Machine learning is an enigma to most. For decades it's a been a field dominated by scientists and the few organizations with enough computing power to run complex algorithms against huge datasets. But now the world of machine learning and predictive analytics is opening up to developers and companies of all sizes, with machine learning (ML) providers offering their products through a subscription-based model or open sourcing some of their technology.
These new ML providers comprise a predictive analytics industry worth anything between $5-10 billion, depending on the source. There's something for everyone: a developer who wants to build predictive analytics into their application, a customer success team that needs to know which accounts are likely to churn, a data scientist looking to run models on faster and cheaper infrastructure. These people can now shop for the machine learning product of their choice—a farfetched idea just several years ago.
The Perfect Convergence of Ability and Demand
In just the last few years, over 90% of all the data in the world was created. NoSQL databases got popular, SQL got faster, and projects like Apache Spark did wonders for the speed and performance of large-scale data processing. Suddenly we had mountains of data and a fast, affordable means of drawing insight from it.
ML providers are taking advantage of that. Some have been in the industry for years—take Apigee's CTO, Anant Jhingran. Jhingran was VP and CTO for IBM's Information Management Division, working closely on groundbreaking data projects like Watson. Today his team at Apigee uses predictive technology to help developers build apps that can learn from the constant stream of user data flowing through APIs. They have customers in almost every major industry using their predictive technology to do things like detect fraud or show personalized shopping recommendations to end users.
H2O.ai's Vinod Iyengar is another player in ML market. He's Director of Marketing for the open source machine learning company that was first venture-backed in 2013. Iyengar sees a high demand for predictive in many industries, explaining that "there's a huge need to be filled".
"The amount of data available has shot up exponentially", Iyengar says. "Enormous amounts are being collected and stored every day thanks to cheaper costs of storage and cloud computing. Once that happens, you can't use your old algorithms on these large datasets. All of the different platforms, Hadoop, Spark, are starting to chip away at this problem. It's the era of cheap computing and cheap memory."
H2O is entirely open source. It lets developers use its technology stack to process large amounts of data and run it through H2O's algorithms to make predictions. Like the many other open source projects in the field, it's completely free if you only use the community resources. This flexibility opens up opportunities for companies of all sizes—from those experimenting to those ready to make a real investment in machine learning.
How APIs and Open Source are Democratizing Data
Two things pose a threat to actually putting machine learning to work: poor data quality and lack of data integration. The improvement of APIs and the trend of open sourcing some or all of the technology stack can abolish those threats.

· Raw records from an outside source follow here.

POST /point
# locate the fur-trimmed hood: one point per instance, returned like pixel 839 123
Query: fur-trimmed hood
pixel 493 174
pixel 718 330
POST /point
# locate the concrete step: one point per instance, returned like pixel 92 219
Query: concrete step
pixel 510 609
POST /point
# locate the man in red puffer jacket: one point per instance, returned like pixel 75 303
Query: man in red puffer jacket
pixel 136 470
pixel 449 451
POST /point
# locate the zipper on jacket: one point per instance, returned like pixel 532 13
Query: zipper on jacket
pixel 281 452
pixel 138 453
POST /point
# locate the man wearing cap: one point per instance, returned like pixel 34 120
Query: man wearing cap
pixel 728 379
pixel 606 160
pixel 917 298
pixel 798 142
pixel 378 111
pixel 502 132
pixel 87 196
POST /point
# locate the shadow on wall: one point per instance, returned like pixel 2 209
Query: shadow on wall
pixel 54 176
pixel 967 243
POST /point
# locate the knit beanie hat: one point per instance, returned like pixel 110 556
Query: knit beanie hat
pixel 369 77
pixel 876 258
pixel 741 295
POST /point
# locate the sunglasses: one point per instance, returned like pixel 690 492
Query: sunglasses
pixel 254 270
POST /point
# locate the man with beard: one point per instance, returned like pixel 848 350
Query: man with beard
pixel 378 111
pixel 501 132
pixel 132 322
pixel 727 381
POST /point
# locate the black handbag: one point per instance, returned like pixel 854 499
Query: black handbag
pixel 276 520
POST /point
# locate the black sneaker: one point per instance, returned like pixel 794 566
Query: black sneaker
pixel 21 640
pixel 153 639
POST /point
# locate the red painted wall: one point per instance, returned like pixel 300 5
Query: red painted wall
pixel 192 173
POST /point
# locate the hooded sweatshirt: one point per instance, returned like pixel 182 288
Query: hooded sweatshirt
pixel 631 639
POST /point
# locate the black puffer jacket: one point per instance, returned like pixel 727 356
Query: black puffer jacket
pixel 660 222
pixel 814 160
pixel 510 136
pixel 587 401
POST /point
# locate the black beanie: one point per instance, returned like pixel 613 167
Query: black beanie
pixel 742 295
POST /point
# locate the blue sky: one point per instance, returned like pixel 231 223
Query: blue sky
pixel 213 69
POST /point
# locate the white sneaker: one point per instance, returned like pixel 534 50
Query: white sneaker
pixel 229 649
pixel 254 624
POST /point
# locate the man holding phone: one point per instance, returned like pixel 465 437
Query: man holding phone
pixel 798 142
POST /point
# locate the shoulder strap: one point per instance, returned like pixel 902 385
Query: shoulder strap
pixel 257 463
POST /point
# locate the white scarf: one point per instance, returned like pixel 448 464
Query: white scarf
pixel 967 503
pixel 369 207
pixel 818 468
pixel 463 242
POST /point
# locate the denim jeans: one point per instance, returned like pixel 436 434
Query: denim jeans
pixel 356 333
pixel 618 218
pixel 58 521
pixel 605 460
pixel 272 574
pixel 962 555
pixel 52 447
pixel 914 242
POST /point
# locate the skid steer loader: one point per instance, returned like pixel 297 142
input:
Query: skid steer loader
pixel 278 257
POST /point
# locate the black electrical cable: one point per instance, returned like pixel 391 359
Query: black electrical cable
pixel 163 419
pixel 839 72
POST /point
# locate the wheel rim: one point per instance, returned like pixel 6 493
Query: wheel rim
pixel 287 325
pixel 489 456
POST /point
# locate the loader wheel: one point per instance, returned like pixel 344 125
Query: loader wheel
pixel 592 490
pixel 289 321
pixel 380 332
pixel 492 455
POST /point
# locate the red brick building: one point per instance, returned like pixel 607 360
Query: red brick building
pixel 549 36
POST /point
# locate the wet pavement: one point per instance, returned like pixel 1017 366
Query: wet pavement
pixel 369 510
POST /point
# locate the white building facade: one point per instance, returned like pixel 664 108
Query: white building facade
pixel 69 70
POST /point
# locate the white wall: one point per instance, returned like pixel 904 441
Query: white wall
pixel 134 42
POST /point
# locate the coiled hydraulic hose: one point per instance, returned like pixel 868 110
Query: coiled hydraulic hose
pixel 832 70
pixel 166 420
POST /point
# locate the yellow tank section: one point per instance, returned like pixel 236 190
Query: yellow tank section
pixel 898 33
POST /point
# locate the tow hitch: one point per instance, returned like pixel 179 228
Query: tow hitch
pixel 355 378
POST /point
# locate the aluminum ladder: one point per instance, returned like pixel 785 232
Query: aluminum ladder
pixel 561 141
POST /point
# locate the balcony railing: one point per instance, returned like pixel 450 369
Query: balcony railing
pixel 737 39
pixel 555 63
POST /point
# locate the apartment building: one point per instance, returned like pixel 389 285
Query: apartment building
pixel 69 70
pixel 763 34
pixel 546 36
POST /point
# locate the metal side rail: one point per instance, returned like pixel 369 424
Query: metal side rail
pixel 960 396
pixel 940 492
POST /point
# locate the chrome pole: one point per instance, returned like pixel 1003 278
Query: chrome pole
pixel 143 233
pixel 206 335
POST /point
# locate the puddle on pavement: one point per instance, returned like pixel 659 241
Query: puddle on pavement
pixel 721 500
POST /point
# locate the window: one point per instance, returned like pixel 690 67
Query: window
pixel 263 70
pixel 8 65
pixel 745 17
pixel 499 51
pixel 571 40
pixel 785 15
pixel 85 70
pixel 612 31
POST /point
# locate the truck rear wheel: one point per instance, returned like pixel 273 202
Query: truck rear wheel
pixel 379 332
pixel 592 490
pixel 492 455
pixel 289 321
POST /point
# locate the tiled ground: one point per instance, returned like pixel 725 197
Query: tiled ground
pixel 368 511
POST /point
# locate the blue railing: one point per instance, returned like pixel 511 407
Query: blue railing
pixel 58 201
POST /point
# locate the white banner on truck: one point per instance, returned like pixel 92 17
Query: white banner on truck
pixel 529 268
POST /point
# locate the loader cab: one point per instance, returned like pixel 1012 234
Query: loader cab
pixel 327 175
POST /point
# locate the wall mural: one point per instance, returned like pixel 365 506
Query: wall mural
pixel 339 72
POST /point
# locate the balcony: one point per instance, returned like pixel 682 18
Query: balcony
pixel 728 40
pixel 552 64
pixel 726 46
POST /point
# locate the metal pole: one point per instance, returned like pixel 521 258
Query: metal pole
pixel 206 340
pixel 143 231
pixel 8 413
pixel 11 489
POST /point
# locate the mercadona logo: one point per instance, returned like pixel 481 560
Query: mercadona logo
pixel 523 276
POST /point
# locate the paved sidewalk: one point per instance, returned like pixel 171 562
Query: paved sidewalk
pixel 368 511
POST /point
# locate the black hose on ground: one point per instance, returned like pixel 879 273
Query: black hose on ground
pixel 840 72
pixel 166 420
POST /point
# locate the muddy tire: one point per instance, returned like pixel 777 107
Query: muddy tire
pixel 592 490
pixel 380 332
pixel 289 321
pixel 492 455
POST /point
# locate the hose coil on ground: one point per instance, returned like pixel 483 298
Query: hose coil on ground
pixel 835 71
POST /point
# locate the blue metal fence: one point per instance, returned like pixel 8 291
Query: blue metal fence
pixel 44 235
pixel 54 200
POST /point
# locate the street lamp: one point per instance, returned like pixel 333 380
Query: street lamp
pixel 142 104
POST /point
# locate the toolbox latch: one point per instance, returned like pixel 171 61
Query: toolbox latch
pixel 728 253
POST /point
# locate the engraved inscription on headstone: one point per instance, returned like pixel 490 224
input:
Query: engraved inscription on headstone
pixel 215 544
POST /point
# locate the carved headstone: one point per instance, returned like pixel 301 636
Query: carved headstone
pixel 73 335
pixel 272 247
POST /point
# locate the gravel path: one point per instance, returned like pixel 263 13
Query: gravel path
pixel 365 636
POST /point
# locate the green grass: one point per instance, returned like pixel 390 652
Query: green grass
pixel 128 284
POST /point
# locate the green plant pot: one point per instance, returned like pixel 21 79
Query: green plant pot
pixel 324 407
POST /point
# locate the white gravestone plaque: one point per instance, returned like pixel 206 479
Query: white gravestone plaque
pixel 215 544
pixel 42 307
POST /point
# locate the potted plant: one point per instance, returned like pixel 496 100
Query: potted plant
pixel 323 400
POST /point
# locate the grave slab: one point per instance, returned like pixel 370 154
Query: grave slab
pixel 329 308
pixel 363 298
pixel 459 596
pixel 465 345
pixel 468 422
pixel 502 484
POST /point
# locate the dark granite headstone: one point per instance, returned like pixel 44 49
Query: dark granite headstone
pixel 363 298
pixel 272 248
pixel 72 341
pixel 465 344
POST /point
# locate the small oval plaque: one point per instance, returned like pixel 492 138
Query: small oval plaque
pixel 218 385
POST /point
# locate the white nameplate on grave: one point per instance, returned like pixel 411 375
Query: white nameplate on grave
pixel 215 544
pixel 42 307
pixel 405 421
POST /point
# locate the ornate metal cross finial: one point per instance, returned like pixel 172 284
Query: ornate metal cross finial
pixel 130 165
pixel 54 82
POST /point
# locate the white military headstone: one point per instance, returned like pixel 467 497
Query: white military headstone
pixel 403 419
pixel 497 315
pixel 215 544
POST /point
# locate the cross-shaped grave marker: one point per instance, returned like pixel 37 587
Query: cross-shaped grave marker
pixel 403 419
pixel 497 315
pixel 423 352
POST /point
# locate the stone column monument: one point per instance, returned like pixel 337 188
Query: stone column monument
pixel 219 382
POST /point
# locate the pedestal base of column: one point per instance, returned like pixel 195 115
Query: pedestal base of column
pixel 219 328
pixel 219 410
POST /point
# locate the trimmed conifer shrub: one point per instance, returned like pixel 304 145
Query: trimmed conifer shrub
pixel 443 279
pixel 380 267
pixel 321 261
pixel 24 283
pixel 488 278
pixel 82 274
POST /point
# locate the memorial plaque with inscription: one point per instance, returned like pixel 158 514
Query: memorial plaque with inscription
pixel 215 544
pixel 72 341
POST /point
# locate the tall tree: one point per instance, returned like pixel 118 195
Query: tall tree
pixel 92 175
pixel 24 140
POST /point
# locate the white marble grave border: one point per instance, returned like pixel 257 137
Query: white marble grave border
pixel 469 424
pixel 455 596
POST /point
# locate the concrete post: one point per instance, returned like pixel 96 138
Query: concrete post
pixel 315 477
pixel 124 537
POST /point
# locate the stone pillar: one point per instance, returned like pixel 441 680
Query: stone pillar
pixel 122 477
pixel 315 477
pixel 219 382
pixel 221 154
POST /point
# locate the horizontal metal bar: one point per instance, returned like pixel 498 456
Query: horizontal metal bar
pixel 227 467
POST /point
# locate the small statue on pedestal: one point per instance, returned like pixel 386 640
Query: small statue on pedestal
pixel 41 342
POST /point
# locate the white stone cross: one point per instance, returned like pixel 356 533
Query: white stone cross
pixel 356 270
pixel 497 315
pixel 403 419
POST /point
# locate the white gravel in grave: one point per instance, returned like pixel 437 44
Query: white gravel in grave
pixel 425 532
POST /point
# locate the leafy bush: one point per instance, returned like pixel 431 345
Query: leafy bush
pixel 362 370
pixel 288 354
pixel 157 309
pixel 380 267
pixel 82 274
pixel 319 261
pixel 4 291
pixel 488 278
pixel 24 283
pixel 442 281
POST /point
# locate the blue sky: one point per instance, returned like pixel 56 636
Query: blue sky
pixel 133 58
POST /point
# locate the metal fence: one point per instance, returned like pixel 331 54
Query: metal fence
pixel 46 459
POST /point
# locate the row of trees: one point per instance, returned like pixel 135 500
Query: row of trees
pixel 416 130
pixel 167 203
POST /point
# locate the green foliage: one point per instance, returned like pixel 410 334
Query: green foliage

Jhingran, whose core business is in developing and managing better APIs, believes that the real power for digital transformation lies in the apps. "Today's apps need to learn and adapt", he says, "and to do that there needs to be a consistent data stream of signals about the behaviors and actions of the end users from all channels of engagement. You can use the data to generate really deep insights with machine learning, then feed the results back into the apps to make improvements."
This is important because before APIs were this intelligent or ubiquitous, a company only had access to a small portion of user data that happened on its own website or platform. They had to make guesses on what was working without information from data sources like email campaigns, iOS apps, payment platforms, or any number of places where users were having important interactions. And as Jhingran summarizes perfectly, "There's no way you can run a machine learning algorithm on such limited inputs."
While APIs are connecting data from many sources and putting it to work, the open source movement is giving anyone the chance to use the collective knowledge from data scientists and developers who have been working in this field. H2O's platform and algorithms are all open source, Iyengar explains. "All of H2O is exposed via a REST API. Data scientists and developers can choose the language and environment that works best for them. If our customers need more guidance, that's another level of support that we provide."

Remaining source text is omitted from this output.